Only small planes can fly without power actuation. The largest size airliner that can be flown manually would be about a B737, which actually has manual back-up for the elevator & ailerons as in this answer. The B737 uses a balance tab to assist in lowering the hinge moments during manual actuation.
In a much larger aeroplane like the DC-10, there is no practical amount of reducing hinge moments with servo tabs or other means, and flight control surfaces are deflected using hydraulic power only. This is schematically as follows:
When the pilot moves the stick, they deflect an input linkage which opens the servo valve of one or more hydraulic actuators. These then deflect, moving the output end, thereby closing the servo valve again. As long as there is enough total hydraulic pressure to overcome the aeroforce hinge moments, the actuator moves the control surface without any effort from the pilot required at all. In fact this would be so very light that artificial feel springs are mounted.

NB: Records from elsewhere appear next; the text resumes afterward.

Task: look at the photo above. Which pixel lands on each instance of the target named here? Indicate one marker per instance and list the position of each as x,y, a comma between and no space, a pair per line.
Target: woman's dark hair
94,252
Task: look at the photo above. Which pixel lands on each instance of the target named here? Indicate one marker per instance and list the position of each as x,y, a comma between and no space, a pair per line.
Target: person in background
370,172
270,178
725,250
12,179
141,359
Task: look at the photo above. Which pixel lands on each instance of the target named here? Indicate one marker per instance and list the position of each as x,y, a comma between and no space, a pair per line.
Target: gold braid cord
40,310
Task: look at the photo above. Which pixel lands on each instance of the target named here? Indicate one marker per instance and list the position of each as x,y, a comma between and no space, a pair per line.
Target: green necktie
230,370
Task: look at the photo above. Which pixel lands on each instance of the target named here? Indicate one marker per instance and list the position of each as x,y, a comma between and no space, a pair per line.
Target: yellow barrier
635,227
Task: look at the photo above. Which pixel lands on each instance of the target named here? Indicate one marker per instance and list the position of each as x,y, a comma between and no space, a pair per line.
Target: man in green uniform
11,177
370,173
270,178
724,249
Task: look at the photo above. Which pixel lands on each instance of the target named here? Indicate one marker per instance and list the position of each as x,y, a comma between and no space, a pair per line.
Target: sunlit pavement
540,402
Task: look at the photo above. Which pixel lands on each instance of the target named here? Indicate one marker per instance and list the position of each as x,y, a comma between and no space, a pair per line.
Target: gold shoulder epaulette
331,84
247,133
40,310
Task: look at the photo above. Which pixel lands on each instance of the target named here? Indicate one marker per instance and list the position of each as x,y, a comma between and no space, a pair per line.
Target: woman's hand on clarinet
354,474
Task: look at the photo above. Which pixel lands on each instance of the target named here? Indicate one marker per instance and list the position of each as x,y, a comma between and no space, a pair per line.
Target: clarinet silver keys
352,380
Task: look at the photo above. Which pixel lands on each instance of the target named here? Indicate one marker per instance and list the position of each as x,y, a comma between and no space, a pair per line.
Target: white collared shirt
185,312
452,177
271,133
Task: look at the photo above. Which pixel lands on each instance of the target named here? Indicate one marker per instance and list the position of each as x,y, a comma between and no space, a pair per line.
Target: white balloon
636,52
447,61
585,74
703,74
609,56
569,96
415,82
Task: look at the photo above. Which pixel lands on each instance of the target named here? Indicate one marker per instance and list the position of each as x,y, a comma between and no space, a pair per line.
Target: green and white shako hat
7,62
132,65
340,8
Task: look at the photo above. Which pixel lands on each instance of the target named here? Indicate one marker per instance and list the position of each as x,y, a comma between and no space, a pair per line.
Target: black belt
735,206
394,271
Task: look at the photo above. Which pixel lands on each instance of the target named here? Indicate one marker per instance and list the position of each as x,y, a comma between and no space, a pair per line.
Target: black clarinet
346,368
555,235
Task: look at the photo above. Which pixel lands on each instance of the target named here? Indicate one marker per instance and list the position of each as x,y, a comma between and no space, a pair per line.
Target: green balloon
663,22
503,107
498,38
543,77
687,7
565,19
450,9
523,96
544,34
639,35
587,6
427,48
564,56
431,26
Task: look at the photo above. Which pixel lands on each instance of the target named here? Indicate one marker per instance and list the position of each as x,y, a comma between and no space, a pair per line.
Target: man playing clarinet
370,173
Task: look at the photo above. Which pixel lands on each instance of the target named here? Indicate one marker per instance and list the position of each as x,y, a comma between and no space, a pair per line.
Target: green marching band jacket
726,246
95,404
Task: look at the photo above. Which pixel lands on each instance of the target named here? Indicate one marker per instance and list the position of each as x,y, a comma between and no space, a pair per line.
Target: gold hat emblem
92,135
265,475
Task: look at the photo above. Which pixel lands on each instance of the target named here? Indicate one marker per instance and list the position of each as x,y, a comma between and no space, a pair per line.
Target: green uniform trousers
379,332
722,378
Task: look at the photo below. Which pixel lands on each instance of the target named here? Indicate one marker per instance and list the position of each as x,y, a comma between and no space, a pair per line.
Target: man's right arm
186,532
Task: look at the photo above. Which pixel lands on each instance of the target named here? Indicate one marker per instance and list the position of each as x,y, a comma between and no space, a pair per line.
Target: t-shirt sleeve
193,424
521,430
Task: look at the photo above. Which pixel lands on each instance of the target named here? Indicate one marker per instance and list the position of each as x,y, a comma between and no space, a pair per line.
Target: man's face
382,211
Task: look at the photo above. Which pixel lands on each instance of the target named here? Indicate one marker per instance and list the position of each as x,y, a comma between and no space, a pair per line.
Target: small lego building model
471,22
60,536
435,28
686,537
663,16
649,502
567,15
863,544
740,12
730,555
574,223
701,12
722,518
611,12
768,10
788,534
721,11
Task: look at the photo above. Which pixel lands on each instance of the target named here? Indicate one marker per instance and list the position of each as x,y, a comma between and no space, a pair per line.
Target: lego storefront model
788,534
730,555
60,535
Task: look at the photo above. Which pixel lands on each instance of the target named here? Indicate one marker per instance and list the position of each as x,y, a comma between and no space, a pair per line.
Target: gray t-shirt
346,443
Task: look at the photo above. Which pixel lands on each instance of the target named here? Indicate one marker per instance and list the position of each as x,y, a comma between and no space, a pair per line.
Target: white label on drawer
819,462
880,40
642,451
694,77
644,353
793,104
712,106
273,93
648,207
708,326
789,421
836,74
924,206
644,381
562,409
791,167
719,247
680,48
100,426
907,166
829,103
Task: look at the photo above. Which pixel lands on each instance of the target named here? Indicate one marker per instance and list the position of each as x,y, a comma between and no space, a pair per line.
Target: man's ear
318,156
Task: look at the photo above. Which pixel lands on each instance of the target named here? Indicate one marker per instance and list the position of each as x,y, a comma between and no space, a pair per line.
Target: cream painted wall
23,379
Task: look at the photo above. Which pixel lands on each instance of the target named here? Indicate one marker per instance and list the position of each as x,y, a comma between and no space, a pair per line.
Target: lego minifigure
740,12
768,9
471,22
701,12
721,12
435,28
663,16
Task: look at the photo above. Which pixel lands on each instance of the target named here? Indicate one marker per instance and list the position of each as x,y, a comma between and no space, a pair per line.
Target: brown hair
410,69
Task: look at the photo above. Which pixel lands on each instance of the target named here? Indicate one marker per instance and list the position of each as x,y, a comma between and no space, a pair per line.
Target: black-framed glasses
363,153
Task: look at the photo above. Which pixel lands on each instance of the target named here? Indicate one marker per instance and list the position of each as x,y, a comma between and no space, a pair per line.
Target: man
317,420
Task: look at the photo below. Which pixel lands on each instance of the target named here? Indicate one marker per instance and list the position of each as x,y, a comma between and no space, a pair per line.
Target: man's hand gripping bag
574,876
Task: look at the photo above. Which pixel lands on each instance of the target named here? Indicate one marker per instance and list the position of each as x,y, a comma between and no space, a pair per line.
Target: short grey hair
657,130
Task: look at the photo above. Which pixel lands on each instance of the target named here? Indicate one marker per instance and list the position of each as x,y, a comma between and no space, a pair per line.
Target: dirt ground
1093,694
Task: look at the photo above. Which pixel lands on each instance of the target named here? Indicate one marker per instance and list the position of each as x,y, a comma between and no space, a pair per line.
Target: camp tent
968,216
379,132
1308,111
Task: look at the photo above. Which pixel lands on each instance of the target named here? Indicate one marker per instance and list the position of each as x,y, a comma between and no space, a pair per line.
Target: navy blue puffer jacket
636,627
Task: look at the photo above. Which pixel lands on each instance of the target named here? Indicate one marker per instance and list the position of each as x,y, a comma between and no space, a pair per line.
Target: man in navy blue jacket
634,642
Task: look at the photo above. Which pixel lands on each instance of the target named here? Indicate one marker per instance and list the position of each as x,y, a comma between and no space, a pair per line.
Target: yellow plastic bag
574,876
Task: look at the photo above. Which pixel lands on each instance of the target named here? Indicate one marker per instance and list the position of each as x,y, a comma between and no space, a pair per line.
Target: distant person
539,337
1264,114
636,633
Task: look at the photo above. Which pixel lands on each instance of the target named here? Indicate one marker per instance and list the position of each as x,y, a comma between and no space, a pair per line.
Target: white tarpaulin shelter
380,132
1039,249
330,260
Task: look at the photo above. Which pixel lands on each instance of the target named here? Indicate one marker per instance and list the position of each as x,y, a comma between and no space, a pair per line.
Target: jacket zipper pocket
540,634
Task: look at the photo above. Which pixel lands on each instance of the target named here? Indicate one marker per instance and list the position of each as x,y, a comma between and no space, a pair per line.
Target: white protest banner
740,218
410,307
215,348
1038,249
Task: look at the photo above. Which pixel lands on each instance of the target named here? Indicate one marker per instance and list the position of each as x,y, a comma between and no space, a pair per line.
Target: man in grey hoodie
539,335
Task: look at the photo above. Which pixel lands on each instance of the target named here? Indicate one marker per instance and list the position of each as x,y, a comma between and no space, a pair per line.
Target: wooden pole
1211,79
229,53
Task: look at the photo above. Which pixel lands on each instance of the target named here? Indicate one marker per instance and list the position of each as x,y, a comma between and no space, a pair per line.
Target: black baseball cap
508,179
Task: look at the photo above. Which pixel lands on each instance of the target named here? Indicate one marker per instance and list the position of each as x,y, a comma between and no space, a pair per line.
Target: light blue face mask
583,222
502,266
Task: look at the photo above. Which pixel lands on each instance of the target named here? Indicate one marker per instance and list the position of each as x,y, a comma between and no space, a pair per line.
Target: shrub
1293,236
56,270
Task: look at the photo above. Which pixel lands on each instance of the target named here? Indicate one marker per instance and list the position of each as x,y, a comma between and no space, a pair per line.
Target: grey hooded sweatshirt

However, in some circumstances the actuators cannot overcome the control hinge moments, for instance due to:
- Having to fight one of the other actuators, for instance because of a hardcover servo valve failure;
- Hydraulic pressure loss in one or more of the actuators;
- Mis-trim and high airspeed cause surface blow-down, as in several recent crashes.
Note that in this case, when the pilot pulls on the stick, they first deflect the servo valve until it hits the stop, and this now becomes the fixed hinge point of the input linkage. Further stick deflection results in direct manual surface deflection, against the hinge moments caused by the aeroforces and against oil still slushing around in the hydraulic system.
Like mentioned, in large aircraft with no measures to lighten hinge moments, the flight crew cannot practically control the flight path using manual force. A DC-10 did manage to actually land after total hydraulic failure by using differential engine thrust, not manual actuation.